Greta came to the doorway now, wrapped in a light blue robe, looking at each of them. She walked over and hugged Faulk. “Hello, Cuz.”

“Hi.”

She looked at Jack. “Can I have a little of that in a glass?”

Jack got a glass out of the cabinet and poured some of the beer. Greta sat down across from Faulk. “I can’t do this at home unless there’s a big gathering.” She shook her head and smiled, turning to Faulk. “Have you got in touch with Natasha? And congratulations, by the way.”

“Thanks. And no.”

“Imagine. Stranded in paradise.”

“How are you?”

“We were sitting outside eating breakfast and watching the rowing crews on the river. We heard the explosion. It shook the water glasses on the table. And then we saw the smoke. Tom knew immediately it was a plane.”

Jack stood leaning on the stove and drank the beer. He said, “I heard tonight on the news that the bastard who did it, the mastermind, is a guest of the Taliban. In Afghanistan.”

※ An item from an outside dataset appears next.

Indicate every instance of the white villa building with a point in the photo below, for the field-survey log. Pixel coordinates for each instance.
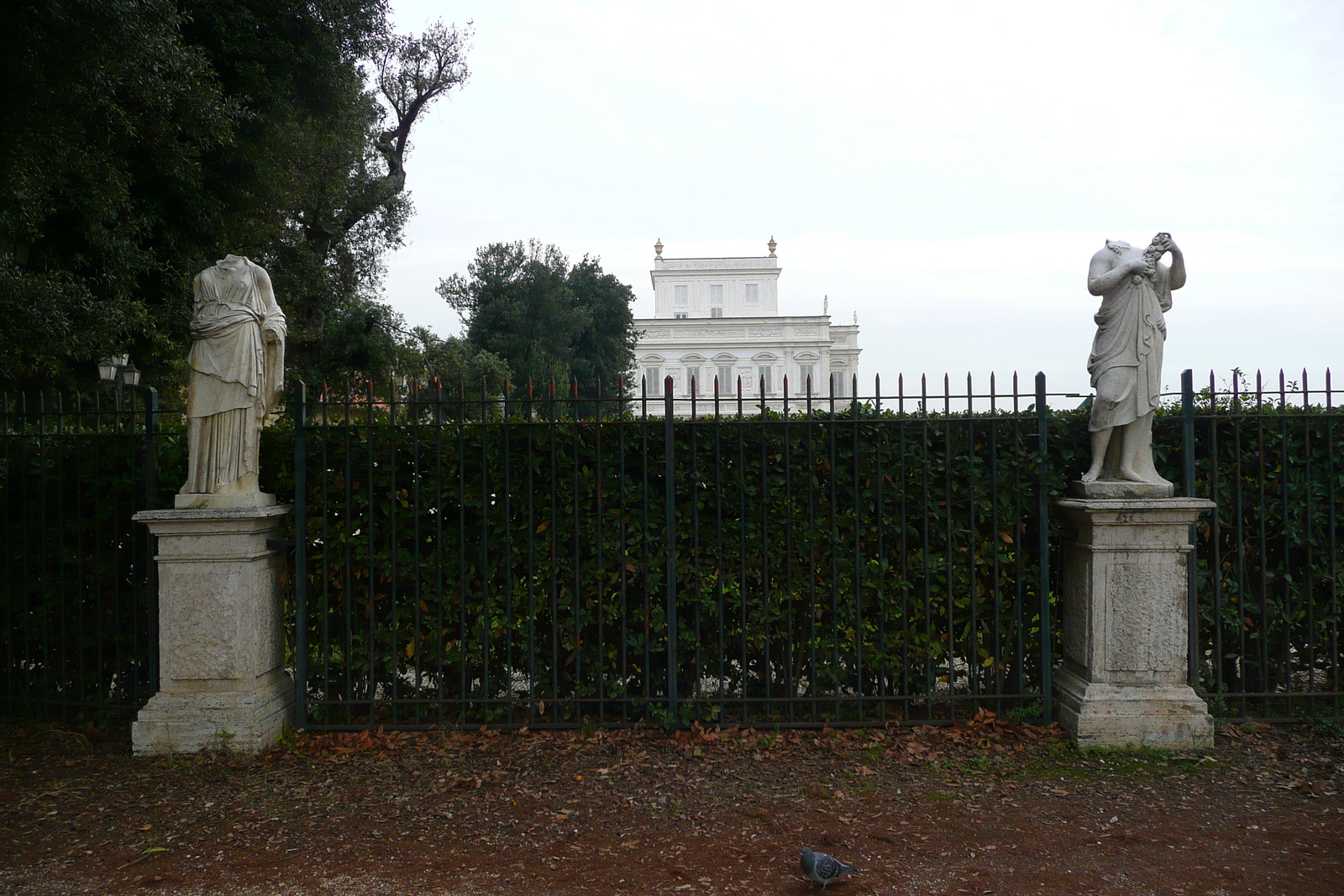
(719, 317)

“I can’t remember the name,” Faulk said.

Greta said the name. “Tom’s been talking about him for years.”

“Clinton tried to get him,” Jack put in. “A goddamned rich kid from Saudi Arabia. Big oil family.”

“So we’re gonna be at war with Afghanistan?”

“Looks like it.”

They were silent for a few moments.

“I’d like to see us rebuild both towers even taller than before,” Jack said. “And with both buildings culminating in the shape of a fist with the middle finger raised, facing east.”

“Jack,” Clara said. But she smiled.

“Tom’s afraid they might use this as an excuse to go after Iraq.”

“That’s alarmist,” said Clara. “Isn’t it?”